He said large-scale corruption had recently been uncovered although more and more from the Malay community were becoming professionals and academics.
“When the country achieved independence, the Malay-Muslim community only knew the Malay academic who went by Pendeta Za’ba. You couldn’t find Malay scholars with philosophy doctorates.
“Yet the country did not see corruption practised on the scale reported today,” he said in his speech at the Golden Jubilee celebration of the National Council for Islamic Religious Affairs Malaysia.
He said the Islamic teachings at the time had built strong integrity within the Malay community which prevented them from committing acts that would threaten their dignity.
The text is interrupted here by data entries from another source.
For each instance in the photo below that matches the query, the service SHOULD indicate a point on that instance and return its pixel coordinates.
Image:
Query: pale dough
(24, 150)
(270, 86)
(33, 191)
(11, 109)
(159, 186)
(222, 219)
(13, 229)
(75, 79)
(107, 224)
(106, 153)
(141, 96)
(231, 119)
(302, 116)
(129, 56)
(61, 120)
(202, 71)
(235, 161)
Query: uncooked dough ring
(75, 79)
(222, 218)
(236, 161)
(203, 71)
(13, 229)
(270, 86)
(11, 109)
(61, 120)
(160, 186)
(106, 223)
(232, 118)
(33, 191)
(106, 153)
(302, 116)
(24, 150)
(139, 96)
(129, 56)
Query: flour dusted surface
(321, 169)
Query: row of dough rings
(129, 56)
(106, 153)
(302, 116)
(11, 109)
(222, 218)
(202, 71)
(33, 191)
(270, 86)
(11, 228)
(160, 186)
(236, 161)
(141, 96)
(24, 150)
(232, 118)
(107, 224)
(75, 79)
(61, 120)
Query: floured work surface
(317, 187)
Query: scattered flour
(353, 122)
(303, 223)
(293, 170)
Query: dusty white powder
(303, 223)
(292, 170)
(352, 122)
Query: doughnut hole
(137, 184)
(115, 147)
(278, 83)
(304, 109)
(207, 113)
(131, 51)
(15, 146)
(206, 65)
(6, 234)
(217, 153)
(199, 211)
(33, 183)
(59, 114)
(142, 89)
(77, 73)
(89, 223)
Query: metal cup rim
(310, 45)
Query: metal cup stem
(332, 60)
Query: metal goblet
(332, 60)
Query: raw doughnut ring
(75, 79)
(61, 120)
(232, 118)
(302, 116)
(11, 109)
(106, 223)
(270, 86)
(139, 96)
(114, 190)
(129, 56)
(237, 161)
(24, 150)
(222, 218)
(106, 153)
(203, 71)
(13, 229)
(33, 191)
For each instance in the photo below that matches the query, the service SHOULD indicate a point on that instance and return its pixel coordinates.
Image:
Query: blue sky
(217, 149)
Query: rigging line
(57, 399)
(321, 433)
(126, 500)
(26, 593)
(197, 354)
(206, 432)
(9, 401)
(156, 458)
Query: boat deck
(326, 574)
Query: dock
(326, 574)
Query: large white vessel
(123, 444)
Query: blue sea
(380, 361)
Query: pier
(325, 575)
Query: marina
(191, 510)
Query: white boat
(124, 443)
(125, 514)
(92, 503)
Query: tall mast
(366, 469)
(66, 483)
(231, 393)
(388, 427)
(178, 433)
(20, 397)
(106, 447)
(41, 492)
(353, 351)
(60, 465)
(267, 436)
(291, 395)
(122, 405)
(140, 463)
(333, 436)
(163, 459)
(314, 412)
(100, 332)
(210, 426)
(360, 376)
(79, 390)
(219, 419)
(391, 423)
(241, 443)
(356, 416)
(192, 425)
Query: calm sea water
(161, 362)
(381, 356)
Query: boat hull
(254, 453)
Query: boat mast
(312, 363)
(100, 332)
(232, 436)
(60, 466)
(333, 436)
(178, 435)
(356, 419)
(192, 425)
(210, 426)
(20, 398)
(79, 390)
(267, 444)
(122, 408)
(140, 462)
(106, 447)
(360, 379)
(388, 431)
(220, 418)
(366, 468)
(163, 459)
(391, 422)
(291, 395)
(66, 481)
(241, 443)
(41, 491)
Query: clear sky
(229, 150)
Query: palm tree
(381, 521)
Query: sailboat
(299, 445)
“It kept many Malay-Muslim officers from doing evil and sinning through breach of trust, corruption and misuse of power,” he added.
He also said Islam used to be taught by teachers who did not have degrees or diplomas, and who travelled by foot or bicycle to teach at huts and suraus.
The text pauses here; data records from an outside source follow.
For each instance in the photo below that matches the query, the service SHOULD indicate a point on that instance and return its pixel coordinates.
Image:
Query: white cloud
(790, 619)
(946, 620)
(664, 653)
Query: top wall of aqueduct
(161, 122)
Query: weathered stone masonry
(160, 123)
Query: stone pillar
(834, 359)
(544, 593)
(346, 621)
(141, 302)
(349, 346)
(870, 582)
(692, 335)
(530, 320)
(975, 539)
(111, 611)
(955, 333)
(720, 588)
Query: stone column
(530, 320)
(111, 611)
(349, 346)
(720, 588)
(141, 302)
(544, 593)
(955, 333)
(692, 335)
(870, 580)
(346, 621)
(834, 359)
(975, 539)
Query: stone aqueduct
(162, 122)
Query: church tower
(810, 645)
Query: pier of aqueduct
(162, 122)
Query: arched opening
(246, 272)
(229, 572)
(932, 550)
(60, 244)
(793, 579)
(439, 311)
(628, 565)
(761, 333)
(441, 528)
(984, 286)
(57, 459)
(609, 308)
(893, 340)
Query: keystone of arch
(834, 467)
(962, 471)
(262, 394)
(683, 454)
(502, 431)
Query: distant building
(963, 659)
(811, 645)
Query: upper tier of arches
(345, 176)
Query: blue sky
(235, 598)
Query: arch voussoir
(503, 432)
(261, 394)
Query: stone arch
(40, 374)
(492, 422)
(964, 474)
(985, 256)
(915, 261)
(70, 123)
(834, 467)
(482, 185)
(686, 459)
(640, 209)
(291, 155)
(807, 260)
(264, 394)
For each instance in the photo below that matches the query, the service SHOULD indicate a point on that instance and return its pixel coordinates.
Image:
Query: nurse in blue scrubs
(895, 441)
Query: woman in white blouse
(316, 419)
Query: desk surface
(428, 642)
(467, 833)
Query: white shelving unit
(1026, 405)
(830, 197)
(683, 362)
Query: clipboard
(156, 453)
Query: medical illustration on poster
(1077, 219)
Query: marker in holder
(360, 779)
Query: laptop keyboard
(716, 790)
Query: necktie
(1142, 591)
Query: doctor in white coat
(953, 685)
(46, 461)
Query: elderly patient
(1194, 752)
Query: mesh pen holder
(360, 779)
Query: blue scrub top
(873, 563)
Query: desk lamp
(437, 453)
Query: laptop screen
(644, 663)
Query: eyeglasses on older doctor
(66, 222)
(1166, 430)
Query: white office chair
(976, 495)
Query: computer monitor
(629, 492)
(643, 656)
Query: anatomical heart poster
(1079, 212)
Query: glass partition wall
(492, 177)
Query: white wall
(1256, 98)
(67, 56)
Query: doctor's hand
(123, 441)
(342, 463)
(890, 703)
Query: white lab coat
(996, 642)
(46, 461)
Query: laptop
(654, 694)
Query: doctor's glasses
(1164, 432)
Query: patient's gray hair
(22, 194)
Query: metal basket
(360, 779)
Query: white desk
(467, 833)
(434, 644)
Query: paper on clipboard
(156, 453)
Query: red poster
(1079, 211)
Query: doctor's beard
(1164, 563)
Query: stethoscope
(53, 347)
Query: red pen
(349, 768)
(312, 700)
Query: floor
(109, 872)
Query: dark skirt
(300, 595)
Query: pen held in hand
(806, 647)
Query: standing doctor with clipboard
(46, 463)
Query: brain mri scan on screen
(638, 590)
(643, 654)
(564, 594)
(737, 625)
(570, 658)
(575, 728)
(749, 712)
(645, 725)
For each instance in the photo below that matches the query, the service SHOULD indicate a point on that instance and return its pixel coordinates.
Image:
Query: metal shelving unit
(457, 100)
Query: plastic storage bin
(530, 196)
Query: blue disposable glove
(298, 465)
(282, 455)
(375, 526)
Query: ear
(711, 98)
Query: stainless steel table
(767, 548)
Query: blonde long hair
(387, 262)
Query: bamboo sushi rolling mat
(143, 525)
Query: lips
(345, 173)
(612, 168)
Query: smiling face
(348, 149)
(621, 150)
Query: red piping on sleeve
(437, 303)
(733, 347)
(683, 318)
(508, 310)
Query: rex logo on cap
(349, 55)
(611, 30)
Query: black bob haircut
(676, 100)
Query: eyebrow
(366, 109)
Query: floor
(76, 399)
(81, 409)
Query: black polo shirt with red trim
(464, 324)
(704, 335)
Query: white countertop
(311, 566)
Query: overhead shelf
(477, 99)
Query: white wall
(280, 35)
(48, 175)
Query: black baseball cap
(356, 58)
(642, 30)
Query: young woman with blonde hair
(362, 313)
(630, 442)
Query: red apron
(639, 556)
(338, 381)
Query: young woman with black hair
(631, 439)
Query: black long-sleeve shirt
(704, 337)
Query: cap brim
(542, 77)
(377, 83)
Yet, he said, they had formed a generation strong in their faith and principles.
He said the Islam he was taught emphasised the values of integrity and trust.
“Is the level of poverty so great that it would cause villagers from two different villages to fight over food that’s not theirs from a lorry spill?
“If that is the level of poverty they face, which causes the people to forget the law and what’s right and wrong, evidently there are institutions including religious ones that have not fulfilled their responsibility to help people who are poor and underprivileged,” he said.